Peppercorn was hers. The terms of the divorce were that Julian would pay Millie’s school fees until she was eighteen and buy the cottage for her and Sally to live in. The solicitor said Sally could have got more, but she didn’t like the thought of clawing for things. It just seemed wrong. Julian had set up a special kind of mortgage on Peppercorn. Called an offset, he explained, it meant she could borrow against the house should she need to. Sally didn’t understand the nuts and bolts of it, but she did grasp that Peppercorn was acting as a kind of a cushion for her. She and Millie had moved out of Sion Road one November weekend, carrying their suitcases and boxes of art equipment through drifts of fallen leaves and into Peppercorn. They’d turned the heating up high and bought boxes of pastries from the deli on George Street for the removals men. Sally hadn’t given a thought to the overdraft she kept dipping into. Not until the following year, when the warning letters from the bank began to fall on the doormat.

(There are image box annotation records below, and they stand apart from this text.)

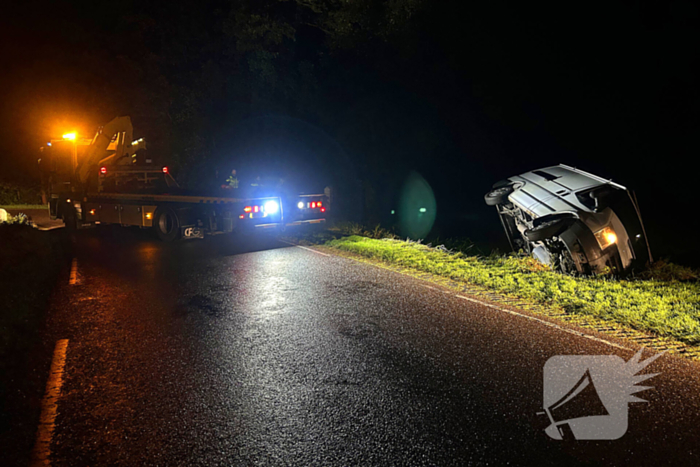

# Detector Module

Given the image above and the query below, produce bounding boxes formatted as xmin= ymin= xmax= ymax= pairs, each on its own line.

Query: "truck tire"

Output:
xmin=484 ymin=185 xmax=513 ymax=206
xmin=63 ymin=206 xmax=78 ymax=233
xmin=153 ymin=208 xmax=180 ymax=242
xmin=523 ymin=218 xmax=575 ymax=242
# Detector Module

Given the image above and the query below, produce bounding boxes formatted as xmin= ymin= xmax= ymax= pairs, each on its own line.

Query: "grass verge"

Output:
xmin=0 ymin=222 xmax=66 ymax=465
xmin=325 ymin=236 xmax=700 ymax=345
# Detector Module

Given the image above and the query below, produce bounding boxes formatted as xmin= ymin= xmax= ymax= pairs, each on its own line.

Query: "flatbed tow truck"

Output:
xmin=41 ymin=117 xmax=306 ymax=241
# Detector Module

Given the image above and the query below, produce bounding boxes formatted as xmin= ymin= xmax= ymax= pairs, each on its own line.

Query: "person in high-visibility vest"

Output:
xmin=221 ymin=169 xmax=238 ymax=190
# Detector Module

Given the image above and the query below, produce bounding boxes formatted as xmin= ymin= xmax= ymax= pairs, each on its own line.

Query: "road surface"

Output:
xmin=8 ymin=228 xmax=700 ymax=466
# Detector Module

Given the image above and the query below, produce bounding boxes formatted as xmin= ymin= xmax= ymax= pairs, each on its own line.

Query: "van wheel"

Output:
xmin=153 ymin=208 xmax=180 ymax=242
xmin=484 ymin=185 xmax=513 ymax=206
xmin=523 ymin=219 xmax=572 ymax=242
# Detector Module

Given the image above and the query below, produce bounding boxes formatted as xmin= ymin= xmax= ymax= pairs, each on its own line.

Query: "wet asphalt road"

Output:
xmin=34 ymin=229 xmax=700 ymax=466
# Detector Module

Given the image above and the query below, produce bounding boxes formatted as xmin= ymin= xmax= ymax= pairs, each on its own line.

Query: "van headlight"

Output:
xmin=594 ymin=226 xmax=617 ymax=250
xmin=265 ymin=200 xmax=280 ymax=214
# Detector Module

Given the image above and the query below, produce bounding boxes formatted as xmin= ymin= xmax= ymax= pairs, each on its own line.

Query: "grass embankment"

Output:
xmin=0 ymin=223 xmax=65 ymax=465
xmin=325 ymin=236 xmax=700 ymax=345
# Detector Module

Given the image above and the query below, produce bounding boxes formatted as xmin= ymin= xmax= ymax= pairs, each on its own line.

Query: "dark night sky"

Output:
xmin=0 ymin=0 xmax=700 ymax=264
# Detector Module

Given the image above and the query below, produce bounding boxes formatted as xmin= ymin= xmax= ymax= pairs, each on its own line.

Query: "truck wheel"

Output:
xmin=523 ymin=218 xmax=574 ymax=242
xmin=63 ymin=206 xmax=78 ymax=233
xmin=484 ymin=185 xmax=513 ymax=206
xmin=153 ymin=208 xmax=180 ymax=242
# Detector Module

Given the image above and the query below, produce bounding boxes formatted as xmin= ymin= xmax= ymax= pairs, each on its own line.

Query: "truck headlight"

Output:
xmin=265 ymin=200 xmax=280 ymax=214
xmin=594 ymin=226 xmax=617 ymax=250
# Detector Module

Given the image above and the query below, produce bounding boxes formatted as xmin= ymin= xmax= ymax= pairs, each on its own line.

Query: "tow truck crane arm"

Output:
xmin=75 ymin=117 xmax=134 ymax=186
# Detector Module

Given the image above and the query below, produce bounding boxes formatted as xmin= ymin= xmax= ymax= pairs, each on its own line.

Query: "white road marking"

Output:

‘What on earth have you spent it all on? Just because the overdraft is there it doesn’t mean you’ve got to use it. They’ll take Peppercorn away from you if you’re not careful.’

That winter, Julian had met her in a coffee shop on George Street. It was sleeting outside and the floor in the café was soaking from all the people who’d come off the street and dropped snow on it. Julian and Sally had sat at the back of the shop so Melissa couldn’t walk by and catch sight of them.

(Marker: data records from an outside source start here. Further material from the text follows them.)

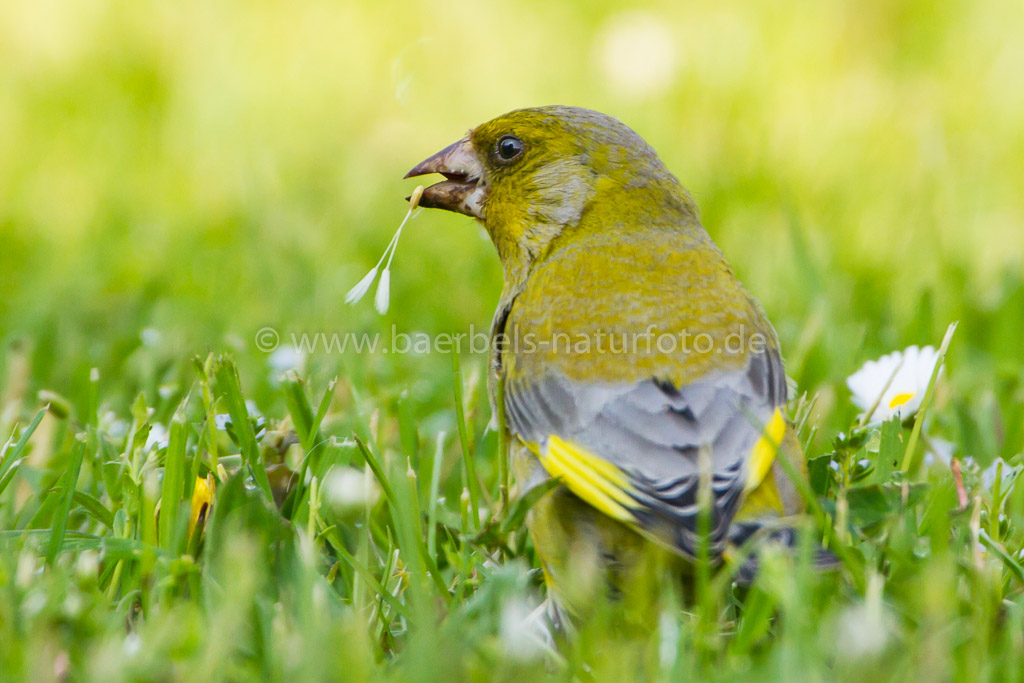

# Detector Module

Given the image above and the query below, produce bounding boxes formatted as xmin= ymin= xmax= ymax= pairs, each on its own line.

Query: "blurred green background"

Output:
xmin=0 ymin=0 xmax=1024 ymax=448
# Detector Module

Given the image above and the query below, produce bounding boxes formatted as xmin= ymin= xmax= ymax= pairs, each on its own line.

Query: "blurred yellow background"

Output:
xmin=0 ymin=0 xmax=1024 ymax=428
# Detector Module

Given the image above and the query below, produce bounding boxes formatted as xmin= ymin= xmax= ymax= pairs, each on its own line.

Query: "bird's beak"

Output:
xmin=406 ymin=135 xmax=487 ymax=219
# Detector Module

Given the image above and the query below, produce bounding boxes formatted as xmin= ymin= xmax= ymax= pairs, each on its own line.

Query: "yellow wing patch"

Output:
xmin=526 ymin=434 xmax=641 ymax=522
xmin=743 ymin=408 xmax=785 ymax=494
xmin=526 ymin=408 xmax=786 ymax=523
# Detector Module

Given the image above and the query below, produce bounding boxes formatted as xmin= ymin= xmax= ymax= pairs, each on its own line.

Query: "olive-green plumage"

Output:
xmin=410 ymin=106 xmax=799 ymax=618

‘I don’t know anyone who could go through that much money in a year. Honestly, Sally, what have you been doing?’

‘I don’t know,’ she said lamely, completely at a loss. ‘Truly I don’t.’

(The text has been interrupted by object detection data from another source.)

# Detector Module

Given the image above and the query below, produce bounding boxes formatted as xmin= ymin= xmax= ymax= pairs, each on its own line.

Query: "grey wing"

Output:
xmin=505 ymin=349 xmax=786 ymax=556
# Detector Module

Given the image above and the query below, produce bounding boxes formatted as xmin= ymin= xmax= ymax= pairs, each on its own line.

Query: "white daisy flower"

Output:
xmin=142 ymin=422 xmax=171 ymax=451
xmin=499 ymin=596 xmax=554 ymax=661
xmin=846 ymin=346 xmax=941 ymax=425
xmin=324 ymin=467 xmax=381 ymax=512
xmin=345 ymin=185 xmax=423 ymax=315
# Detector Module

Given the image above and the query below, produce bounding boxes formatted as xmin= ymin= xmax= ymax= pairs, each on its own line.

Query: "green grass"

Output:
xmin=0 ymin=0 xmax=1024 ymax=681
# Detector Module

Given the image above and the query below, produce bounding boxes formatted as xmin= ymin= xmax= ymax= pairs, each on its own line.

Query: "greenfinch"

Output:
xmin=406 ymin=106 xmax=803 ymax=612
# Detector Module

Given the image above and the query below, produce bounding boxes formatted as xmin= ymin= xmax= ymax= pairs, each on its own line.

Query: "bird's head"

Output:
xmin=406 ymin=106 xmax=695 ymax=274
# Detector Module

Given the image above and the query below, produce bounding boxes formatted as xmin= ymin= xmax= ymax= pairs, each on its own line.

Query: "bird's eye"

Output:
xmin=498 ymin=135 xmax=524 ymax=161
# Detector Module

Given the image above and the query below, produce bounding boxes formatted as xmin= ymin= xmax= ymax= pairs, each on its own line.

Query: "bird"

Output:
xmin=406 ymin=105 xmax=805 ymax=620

‘Well, I bet it hasn’t gone on maintaining the house. That thatch’ll need redoing before next winter. Buying things for people, I suppose. You’re like a child when it comes to giving presents.’

Sally put her fingers on her temples and concentrated on not crying. It was probably true. She didn’t like to turn up at someone’s house without something for them. Probably it came from when she was a little girl. From the time she’d do anything to make Zoë smile. Anything at all. She’d save up her pocket money and, instead of spending it on herself, she’d wait until she overheard Zoë talking about something she wanted in one of Bath’s shops, then sneak out and buy it. Zoë never seemed to know what to do with the gift. She’d stand with it in her hand and look at it awkwardly, as if she suspected it might explode in her face. As if she didn’t quite know what expression to arrange her features into. Sally wished she could talk to her sister now. She wished there wasn’t this awful cold distance between them.

‘I’ve never had to think about money,’ she told Julian now. ‘You always took care of it. It’s not a very good excuse, I know. And you’re right – the thatch has got a hole in it. Something about course fixings. There are squirrels and rats in it, looking for food. Someone’s told me it’s going to be ten thousand to fix.’

Julian sighed. ‘I can’t keep propping you up, Sally. I’m under a lot of pressure at work and things are very fraught at home with the baby not far away. Melissa’s finding it hard not to get tense about money. She wouldn’t be happy at all to hear I was helping you still.’ He screwed up his napkin and felt in his pocket for his wallet. It was a new leather affair with his initials embossed in gold. From it he flipped out a cheque book. ‘Two thousand pounds.’ He began scribbling. ‘After that my hands are tied. You’ll have to find other ways of supporting yourself.’